Empresários da construção civil são contra fundo com recursos do FGTS

Brasília – Empresários da construção civil entregaram nesta sexta-feira (2) ao ministro do Planejamento, Paulo Bernardo, um manifesto contrário à Medida Provisória 349, que cria o fundo de investimento em infra-estrutura com recursos do Fundo de Garantia por Tempo de Serviço (FGTS). Uma das medidas do Programa de Aceleração do Crescimento (PAC), a MP transfere para o novo fundo R$ 5 bilhões do patrimônio líquido do FGTS.

"A nossa sugestão é rejeitar essa MP. Isso não deve existir", defendeu o presidente da Câmara Brasileira da Indústria da Construção (CBIC), Paulo Safady Simão. O empresário é favorável que os recursos do FGTS sejam utilizados para financiar as habitações de interesse social, uma vez que é um fundo criado em benefício do trabalhador. O argumento é que o próprio PAC pretende financiar habitação para quatro milhões de famílias, mas destina apenas R$ 37 bilhões para a área. "Com esse valor não se não faz nem a metade", afirmou.

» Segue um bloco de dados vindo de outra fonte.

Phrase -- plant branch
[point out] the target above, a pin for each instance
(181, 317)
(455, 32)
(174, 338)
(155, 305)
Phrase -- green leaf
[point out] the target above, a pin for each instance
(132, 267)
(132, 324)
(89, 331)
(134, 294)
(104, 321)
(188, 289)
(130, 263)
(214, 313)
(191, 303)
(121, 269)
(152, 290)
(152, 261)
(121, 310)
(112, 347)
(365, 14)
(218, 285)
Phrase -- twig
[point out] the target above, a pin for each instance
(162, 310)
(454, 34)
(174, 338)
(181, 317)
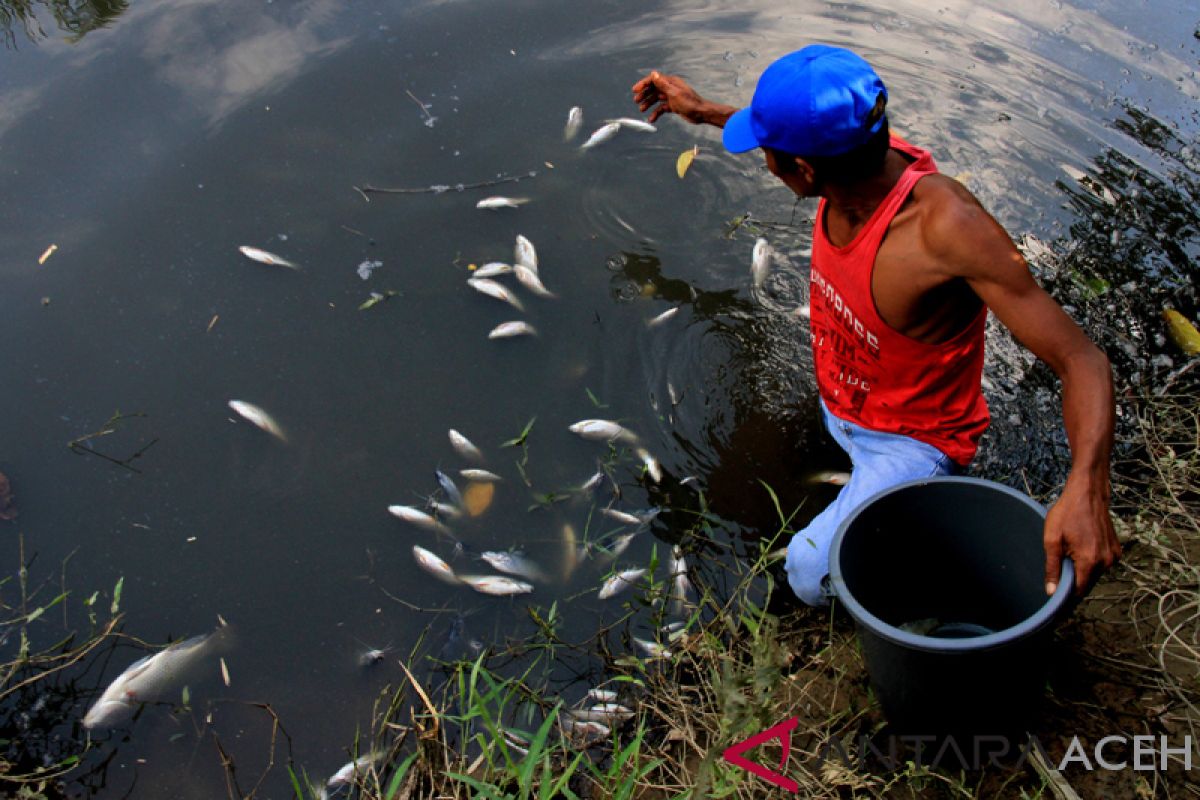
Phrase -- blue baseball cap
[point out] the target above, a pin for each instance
(819, 101)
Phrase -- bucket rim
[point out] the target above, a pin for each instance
(1026, 627)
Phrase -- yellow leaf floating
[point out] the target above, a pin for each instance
(685, 160)
(1182, 331)
(478, 497)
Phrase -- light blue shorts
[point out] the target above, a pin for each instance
(880, 461)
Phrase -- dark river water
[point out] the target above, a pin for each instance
(150, 149)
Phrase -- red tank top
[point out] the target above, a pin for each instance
(874, 376)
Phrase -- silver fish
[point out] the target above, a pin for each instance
(623, 517)
(419, 518)
(652, 649)
(433, 565)
(664, 317)
(510, 329)
(493, 289)
(492, 270)
(259, 417)
(463, 446)
(496, 584)
(514, 564)
(448, 486)
(601, 134)
(574, 122)
(151, 678)
(603, 431)
(531, 281)
(263, 257)
(619, 582)
(634, 124)
(523, 252)
(760, 262)
(479, 475)
(502, 202)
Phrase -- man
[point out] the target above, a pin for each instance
(905, 266)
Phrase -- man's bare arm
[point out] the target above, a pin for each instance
(975, 247)
(671, 94)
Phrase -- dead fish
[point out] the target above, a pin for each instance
(448, 486)
(263, 257)
(604, 713)
(652, 464)
(514, 564)
(433, 565)
(463, 446)
(603, 431)
(634, 124)
(619, 582)
(829, 476)
(419, 518)
(525, 253)
(623, 517)
(496, 584)
(479, 475)
(492, 270)
(493, 289)
(531, 281)
(760, 263)
(652, 649)
(664, 317)
(601, 134)
(345, 775)
(574, 122)
(259, 417)
(151, 678)
(502, 202)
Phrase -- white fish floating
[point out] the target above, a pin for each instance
(574, 122)
(493, 289)
(760, 262)
(531, 281)
(829, 476)
(601, 134)
(511, 329)
(343, 776)
(652, 464)
(433, 565)
(652, 649)
(481, 475)
(513, 564)
(419, 518)
(525, 253)
(151, 678)
(502, 202)
(263, 257)
(465, 447)
(603, 431)
(492, 270)
(496, 584)
(259, 417)
(634, 124)
(661, 318)
(623, 517)
(619, 582)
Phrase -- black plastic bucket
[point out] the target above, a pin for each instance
(945, 579)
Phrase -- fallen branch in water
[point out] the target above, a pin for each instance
(438, 188)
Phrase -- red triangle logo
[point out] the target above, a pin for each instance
(784, 733)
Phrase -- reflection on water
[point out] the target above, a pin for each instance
(250, 124)
(76, 18)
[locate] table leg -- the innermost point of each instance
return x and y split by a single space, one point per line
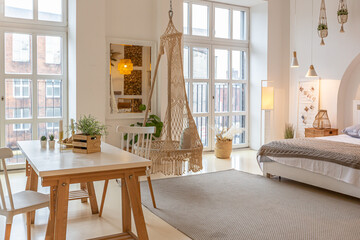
61 210
83 187
126 208
32 184
51 222
132 187
92 197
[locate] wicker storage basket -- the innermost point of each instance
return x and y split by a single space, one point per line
223 149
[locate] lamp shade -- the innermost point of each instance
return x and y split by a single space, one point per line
311 72
267 98
125 66
294 61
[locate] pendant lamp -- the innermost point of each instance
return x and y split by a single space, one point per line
311 72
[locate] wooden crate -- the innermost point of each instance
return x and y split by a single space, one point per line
86 144
313 132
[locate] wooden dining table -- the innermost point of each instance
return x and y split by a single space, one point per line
59 168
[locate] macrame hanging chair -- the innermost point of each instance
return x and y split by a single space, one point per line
179 141
323 27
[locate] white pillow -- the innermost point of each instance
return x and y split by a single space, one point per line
353 131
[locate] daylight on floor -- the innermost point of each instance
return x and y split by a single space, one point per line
179 119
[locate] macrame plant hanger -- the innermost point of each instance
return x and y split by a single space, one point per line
343 14
179 148
323 27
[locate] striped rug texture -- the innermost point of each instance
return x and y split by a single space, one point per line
235 205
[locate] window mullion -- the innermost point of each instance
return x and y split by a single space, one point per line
35 8
34 80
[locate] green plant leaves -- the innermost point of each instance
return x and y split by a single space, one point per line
88 125
153 121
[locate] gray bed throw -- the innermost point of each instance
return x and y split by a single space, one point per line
345 154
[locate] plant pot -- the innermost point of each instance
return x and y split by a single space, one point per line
223 149
343 19
323 33
52 144
43 144
86 144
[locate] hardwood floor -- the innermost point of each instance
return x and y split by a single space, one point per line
82 224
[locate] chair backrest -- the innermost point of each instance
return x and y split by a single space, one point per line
137 140
6 153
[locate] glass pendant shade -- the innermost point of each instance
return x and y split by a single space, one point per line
294 61
125 66
311 72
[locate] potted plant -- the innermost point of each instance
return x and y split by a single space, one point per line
289 131
223 145
343 15
43 141
51 141
152 121
88 137
323 32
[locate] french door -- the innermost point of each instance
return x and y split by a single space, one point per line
217 88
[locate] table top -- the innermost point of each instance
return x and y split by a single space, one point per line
53 162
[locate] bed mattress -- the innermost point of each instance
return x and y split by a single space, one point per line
333 170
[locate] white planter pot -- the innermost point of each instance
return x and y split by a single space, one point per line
52 144
342 19
43 144
323 33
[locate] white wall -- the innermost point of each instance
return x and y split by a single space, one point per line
87 59
258 68
278 66
331 61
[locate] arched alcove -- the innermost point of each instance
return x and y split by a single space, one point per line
349 90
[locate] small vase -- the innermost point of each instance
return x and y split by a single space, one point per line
43 144
52 144
343 19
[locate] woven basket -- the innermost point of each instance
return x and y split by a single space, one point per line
223 149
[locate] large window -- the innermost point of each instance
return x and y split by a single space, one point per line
33 79
215 68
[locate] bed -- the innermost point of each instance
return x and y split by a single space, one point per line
327 175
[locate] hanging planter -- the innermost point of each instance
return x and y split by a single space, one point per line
323 27
343 14
323 32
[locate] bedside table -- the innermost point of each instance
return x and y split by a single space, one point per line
313 132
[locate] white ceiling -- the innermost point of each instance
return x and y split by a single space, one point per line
245 3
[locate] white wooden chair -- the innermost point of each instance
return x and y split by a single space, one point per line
143 138
18 203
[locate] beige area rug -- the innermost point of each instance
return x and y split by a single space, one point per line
236 205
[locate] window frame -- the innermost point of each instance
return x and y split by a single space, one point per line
215 43
211 22
35 120
13 46
21 86
35 19
20 129
53 90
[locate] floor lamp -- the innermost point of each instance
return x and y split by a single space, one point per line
267 105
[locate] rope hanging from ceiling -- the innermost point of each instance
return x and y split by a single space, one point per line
179 148
322 26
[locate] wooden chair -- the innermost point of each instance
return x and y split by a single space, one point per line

"A grande maioria dos depositantes do FGTS não têm casa própria e nem está atendida com saneamento básico. O que eles precisam mesmo é que o FGTS cumpra a sua missão de construir casas e provê-las de água e esgoto, e não de rendimento maior em sua conta", opinou.

Paulo Bernardo afirmou que levará a sugestão ao comitê gestor do PAC. "O governo democrático e aberto como o nosso recebe essas manifestações com naturalidade e respeitamos isso", disse. O ministro informou que apenas recebeu o documento, mas não discutiu o assunto com os empresários.

Os empresários discutiram com o ministro a proposta de mudanças na Lei das Licitações. O empresariado é contra a realização de pregão eletrônico para contratação de obras e serviços de engenharia. "Obras, serviços e bens ainda não produzidos, como as obras de engenharia, poderão ter suas especificações mudadas por variação das condições de mercado e outras, senão por influências políticas e econômicas, muitas vezes escusas. Assim, não há como adquiri-los num simples pregão, sem razoável confiabilidade das condições comerciais propostas, a não ser com riscos de fraudes e prejuízos enormes", alertou o presidente da Câmara Brasileira da Indústria da Construção.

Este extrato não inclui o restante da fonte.